As alleged, Smucker claims on its website and elsewhere that the product: a) is “made from all natural ingredients;” b) has “no artificial colors, flavors, or additives, ever;” and c) is “brewed in small batches with the finest natural ingredients.”

Smucker’s Natural Brew Draft Root Beer contains caramel coloring (an artificial coloring agent) and phosphoric acid ( an artificial flavoring ingredient).

As alleged, Smucker uses its “Natural Brew” product line to fool consumers into believing that its root beer is not artificially flavored, colored, or chemically preserved. In so doing Smucker has misled and deceived consumers, and it has violated consumer protection laws.


Chobani, Inc. accused of falsely labeling Greek yogurt products

 Chobani, Inc. manufactures, distributes, markets and sells several flavors of yogurt under its Chobani® Greek Yogurt and Chobani® Greek Yogurt Champions brands.

As alleged in the complaint, on the front of the yogurt packaging are the words “Only Natural Ingredients” or “All Natural,” followed by the product name “Chobani Greek Yogurt” or “Chobani Greek Yogurt Champions” and the two primary ingredients: non-fat or low-fat yogurt and fruit. The complete list of ingredients included on the back of the container seemingly confirm the nutritious nature of the products – milk, active yogurt cultures, fruit, vegetable and evaporative cane juices, pectin, natural flavors and locust bean gum.

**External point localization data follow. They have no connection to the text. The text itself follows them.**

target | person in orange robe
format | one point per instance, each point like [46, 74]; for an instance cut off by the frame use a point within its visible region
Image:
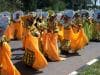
[18, 30]
[6, 65]
[78, 40]
[32, 57]
[9, 32]
[50, 41]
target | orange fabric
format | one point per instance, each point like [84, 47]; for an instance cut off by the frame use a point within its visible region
[50, 47]
[78, 38]
[68, 33]
[7, 66]
[31, 43]
[61, 32]
[9, 32]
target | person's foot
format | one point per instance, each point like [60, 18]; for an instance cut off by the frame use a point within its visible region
[62, 59]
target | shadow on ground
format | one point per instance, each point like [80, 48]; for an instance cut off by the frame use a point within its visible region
[26, 70]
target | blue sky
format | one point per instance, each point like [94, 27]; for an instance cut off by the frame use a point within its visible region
[97, 3]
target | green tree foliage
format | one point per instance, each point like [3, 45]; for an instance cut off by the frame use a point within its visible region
[30, 5]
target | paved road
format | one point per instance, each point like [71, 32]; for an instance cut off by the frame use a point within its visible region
[73, 62]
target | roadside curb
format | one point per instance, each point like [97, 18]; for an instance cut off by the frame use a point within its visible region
[84, 66]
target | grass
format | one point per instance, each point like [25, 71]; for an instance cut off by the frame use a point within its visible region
[93, 69]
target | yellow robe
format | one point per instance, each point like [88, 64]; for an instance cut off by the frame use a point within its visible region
[7, 67]
[50, 47]
[31, 43]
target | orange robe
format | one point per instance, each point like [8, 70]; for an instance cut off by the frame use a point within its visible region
[61, 31]
[31, 43]
[50, 47]
[78, 39]
[7, 67]
[9, 32]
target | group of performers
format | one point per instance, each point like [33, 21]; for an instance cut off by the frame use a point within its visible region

No (or low) fat. No (or low) cholesterol. And, no added sugars. In truth, however, depending on the flavor, the Products contain one to three teaspoons per six ounce serving of dried cane syrup, which is a highly refined added sweetener devoid of nutritional value. However, sugar is not listed among the Products’ list of ingredients, nor is dried cane syrup. Instead, Chobani refers to the dried cane syrup as “evaporated cane juice” (“ECJ”) – a term that the FDA has declared “false and misleading” because it fails to reveal that ECJ is a sugar or syrup and not a “juice.” It also misleadingly suggests that the sugar cane juice has been “evaporated,” leaving the sugar crystals with their nutrients still intact. But, unlike natural sugar cane, which is brimming with vitamins, minerals, enzymes, fibers and phytonutrients, ECJ is not healthy and nourishing. During refinement, the sugar cane juice is pressed from the sugar cane and boiled at high temperatures – destroying the enzymes and most of the nutrients – the molasses is removed, and the end result is little different from white sugar, about 99% sucrose, which is pure empty calories.

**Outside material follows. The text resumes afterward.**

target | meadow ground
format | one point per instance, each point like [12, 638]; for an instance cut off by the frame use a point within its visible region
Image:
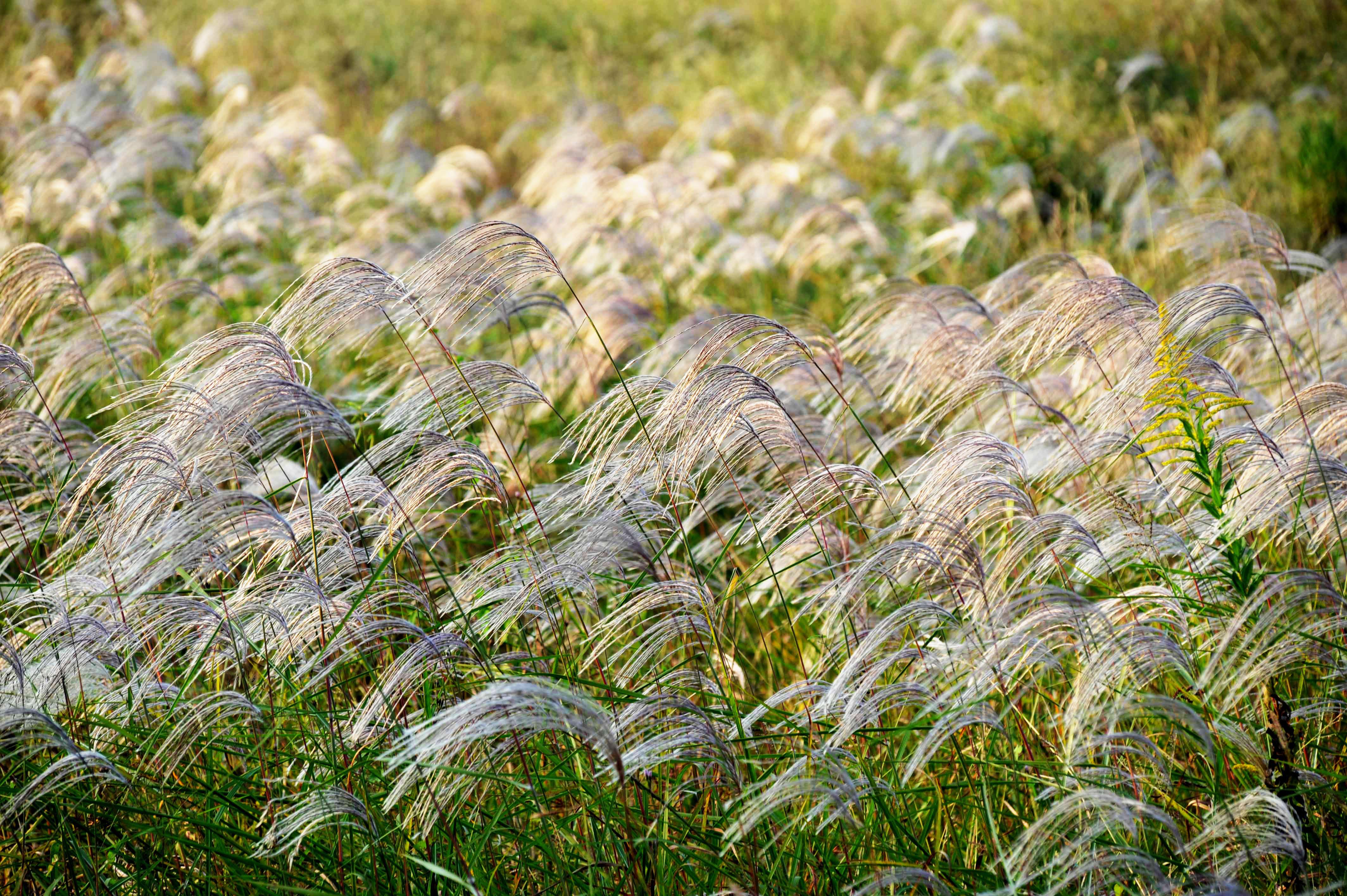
[597, 448]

The complaint further contends that what this means to the consumer is that the thirteen to twenty-one grams (depending on the yogurt flavor) of “sugars” listed on the back of the container nutrition panel are not derived wholly from the natural nutrient rich sugars in the Products’ two primary ingredients, milk (lactose) and fruit (fructose and glucose), but are predominantly added refined sugars. Stated differently, roughly one-third of the Products’ total calories come from sugars with no nutritional benefit. However, this material information is omitted from the Product package, Chobani’s website, its marketing materials and other advertisements. Instead, the Company’s website, which is identified on the Products’ packaging, falsely proclaims “we don’t add sugar to our yogurt.”

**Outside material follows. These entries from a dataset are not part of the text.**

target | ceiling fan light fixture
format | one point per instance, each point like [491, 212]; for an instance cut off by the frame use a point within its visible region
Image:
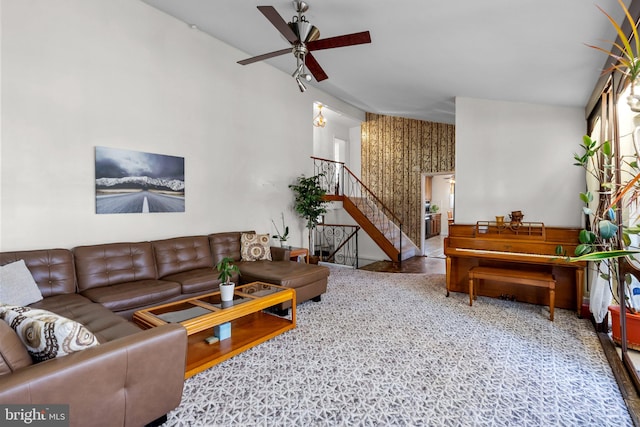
[319, 121]
[301, 85]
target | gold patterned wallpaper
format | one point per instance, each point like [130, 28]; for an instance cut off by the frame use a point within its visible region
[395, 152]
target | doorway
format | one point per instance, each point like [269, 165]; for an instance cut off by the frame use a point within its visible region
[438, 199]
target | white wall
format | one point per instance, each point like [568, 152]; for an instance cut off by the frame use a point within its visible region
[515, 156]
[83, 73]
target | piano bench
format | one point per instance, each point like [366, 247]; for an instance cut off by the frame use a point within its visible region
[521, 277]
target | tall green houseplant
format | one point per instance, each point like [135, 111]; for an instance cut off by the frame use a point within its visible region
[309, 201]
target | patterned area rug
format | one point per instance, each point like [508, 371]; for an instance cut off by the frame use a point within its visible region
[387, 349]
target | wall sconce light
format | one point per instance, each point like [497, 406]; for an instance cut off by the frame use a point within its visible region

Use of the misleading term ECJ and the omission of information identifying ECJ as an added sugar or syrup are likely to deceive consumers seeking a yogurt product with no added sugars or syrup sweeteners. The likelihood of deception is enhanced when the ECJ misrepresentations and omissions are viewed in the context of the whole label, with its emphasis on “All Natural” or “Only Natural Ingredients” and the Company’s promise of “nothing but good”

 CLASS: All consumers who purchased Chobani Greek Yogurt with evaporated cane juice and/or Chobani Greek Yogurt Champions with evaporated cane juice.